Conceptually, the film had tons with which to work; its potential was limitlessly intriguing.
And frankly, had it been in the hands of Guillermo del Toro and involved a creature whose face was more animated and Pan's Labyrinthy, well, we woulda had a real creeper on our hands, and a powerful morality tale to boot.
There's an early scene, well staged, that thunders and roars and bodes of something wicked this way coming. It involves a sustained, ancient howl which sufficiently spooked everyone in the theater. It was blood curdling, and I think we all got riveted, anticipating more in that vein.
But then, poof, as quickly as it came, it evaporated, and the film along with it. The flick pretty much collapsed around minute 35.
Things then became spoofy, obnoxious, and we found ourselves overrun by lots of tiny critters, meanspirited gingerbread men, masked elves, malevolent snowmen, and a weird caterpillar of sorts. Just too much; way too much; kitchen sink much.
Krampus is ultimately another perfect reminder that less is more and, at its worst, devolves into something reminiscent of 1993's Leprechaun (starring a then 24-year-old Jennifer Aniston) or 1987's House II: The Second Story, in which Arye Gross delivers one of cinema's worst lines ever: "I devised a plan: to cut off my arms and legs." Great plan, goob.

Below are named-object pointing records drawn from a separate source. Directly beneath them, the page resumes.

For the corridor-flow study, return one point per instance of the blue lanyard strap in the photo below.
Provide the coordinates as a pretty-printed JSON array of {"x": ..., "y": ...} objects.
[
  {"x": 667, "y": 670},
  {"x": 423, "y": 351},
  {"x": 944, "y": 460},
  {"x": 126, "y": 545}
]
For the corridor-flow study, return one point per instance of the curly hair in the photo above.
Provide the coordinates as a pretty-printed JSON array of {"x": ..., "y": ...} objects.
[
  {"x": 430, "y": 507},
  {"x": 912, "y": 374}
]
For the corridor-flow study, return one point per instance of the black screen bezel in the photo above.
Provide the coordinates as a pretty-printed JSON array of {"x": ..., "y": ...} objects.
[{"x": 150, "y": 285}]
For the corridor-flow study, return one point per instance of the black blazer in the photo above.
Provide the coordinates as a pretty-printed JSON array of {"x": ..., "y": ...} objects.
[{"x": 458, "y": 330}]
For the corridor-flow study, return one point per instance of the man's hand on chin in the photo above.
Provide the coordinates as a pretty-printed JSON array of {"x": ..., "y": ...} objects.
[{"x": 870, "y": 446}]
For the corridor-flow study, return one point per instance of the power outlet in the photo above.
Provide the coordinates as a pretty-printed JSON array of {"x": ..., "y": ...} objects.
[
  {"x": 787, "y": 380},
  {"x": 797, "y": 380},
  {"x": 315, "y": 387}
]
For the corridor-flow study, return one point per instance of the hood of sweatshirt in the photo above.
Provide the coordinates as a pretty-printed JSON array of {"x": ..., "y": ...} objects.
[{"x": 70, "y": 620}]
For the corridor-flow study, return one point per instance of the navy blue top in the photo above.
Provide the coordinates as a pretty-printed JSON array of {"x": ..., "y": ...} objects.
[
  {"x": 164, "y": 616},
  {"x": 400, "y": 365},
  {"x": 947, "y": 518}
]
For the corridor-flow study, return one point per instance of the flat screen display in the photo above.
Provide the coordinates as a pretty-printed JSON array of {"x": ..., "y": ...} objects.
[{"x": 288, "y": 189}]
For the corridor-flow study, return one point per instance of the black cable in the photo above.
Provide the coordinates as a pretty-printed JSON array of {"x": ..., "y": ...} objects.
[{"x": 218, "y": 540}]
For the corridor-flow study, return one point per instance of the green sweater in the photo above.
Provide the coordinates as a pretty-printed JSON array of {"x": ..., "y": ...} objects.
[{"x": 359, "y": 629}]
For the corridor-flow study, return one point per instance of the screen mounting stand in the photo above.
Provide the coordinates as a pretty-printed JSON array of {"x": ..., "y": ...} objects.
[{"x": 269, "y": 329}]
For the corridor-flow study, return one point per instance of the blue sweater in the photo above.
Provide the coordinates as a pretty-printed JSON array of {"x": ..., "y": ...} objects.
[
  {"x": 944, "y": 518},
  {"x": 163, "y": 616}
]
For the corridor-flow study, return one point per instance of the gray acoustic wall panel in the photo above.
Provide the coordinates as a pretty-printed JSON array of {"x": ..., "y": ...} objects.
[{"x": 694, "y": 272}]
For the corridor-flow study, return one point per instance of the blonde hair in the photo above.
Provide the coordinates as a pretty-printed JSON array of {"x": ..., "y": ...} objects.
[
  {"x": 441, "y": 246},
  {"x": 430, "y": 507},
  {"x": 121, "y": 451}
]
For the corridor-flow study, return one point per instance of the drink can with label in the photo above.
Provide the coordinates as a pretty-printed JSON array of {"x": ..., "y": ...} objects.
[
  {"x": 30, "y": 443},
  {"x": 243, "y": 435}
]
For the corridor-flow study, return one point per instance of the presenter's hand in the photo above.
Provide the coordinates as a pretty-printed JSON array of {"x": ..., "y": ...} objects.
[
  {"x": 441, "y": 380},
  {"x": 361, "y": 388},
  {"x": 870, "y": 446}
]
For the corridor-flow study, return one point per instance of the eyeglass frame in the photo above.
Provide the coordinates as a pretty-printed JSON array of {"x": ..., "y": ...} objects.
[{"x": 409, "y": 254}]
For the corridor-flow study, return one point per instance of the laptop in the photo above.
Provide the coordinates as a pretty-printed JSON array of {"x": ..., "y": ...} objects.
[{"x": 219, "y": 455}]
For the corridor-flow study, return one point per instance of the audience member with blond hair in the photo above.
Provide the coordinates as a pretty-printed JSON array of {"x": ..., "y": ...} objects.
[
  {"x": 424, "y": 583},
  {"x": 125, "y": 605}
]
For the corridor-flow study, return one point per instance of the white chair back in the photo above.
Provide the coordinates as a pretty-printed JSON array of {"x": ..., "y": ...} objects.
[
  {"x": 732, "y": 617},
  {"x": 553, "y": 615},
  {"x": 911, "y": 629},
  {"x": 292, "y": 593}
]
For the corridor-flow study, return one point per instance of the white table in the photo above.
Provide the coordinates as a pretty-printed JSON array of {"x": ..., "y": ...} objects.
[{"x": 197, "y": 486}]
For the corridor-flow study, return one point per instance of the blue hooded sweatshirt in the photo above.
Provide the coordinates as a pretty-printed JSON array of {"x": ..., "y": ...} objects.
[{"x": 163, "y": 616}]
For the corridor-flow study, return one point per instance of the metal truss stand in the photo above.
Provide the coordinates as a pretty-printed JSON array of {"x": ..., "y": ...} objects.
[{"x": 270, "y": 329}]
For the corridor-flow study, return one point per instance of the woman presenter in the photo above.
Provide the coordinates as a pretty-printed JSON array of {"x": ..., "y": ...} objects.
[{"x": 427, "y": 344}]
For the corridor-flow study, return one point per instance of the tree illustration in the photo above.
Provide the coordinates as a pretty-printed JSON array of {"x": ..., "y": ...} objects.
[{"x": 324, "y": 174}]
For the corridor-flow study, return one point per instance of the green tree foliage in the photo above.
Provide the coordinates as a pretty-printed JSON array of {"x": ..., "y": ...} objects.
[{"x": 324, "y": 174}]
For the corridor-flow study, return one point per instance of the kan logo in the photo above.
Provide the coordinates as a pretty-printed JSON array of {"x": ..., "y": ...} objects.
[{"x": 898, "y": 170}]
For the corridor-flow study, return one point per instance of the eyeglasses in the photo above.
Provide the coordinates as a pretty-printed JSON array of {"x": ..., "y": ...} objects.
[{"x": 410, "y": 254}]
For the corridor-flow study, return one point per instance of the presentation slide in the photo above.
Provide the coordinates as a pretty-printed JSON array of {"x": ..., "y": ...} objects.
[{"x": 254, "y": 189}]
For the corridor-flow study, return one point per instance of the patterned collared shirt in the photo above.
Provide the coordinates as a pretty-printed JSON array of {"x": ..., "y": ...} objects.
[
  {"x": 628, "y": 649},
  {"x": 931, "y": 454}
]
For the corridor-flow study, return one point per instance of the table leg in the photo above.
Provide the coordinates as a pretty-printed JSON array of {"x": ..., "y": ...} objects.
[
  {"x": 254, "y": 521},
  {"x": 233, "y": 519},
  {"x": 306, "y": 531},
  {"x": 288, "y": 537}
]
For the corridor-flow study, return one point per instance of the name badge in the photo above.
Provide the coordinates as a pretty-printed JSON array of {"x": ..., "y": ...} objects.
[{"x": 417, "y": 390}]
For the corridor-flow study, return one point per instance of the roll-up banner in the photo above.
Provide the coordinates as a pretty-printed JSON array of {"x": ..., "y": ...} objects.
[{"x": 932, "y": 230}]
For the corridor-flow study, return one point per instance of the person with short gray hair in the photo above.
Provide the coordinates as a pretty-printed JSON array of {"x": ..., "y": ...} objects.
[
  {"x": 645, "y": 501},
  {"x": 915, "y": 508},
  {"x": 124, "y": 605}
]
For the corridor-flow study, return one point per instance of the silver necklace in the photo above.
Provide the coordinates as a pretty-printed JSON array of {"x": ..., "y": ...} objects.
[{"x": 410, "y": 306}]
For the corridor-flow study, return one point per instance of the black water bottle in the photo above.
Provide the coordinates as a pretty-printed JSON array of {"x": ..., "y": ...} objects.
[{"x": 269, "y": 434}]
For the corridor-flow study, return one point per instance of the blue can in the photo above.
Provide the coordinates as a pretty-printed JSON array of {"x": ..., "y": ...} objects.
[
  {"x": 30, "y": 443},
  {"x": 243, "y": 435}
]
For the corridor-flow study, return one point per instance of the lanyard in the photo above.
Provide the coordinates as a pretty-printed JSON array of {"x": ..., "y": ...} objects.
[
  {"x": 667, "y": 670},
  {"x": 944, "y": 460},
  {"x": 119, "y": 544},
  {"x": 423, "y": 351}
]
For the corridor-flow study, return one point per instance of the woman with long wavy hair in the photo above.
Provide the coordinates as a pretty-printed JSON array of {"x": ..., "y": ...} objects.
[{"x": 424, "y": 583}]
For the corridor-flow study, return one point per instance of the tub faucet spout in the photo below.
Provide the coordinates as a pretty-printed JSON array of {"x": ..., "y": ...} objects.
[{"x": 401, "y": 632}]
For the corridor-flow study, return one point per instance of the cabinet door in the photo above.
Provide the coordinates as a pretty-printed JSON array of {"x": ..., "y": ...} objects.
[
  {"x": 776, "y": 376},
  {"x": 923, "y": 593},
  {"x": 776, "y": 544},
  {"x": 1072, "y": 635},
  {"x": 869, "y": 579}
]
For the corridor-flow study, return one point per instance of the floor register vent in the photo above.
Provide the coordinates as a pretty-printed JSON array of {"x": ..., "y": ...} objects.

In retrospect, a more winning Krampus formula would have been [del Toro] + [a knowing grandma more akin to Poltergeist's medium (Zelda Rubinstein)] + [an antagonist more like Legend's Tim Curry] + [a more remote location like, say, a mountain home rather than suburbia].
Anything on this order woulda been, wow, kill me now. Freaky.
As it is, Krampus is a 5, maybe a 6, and that's too bad, 'cause it coulda been insanely great, and a neat interpretation of an alpine classic.
Don't get me started on how cool Krampus could have been solo, accompanied only by a team of knowing reindeer (or their equivalent) who had understood him when he howled. Mmm...goosebumps. Legion-like goosebumps.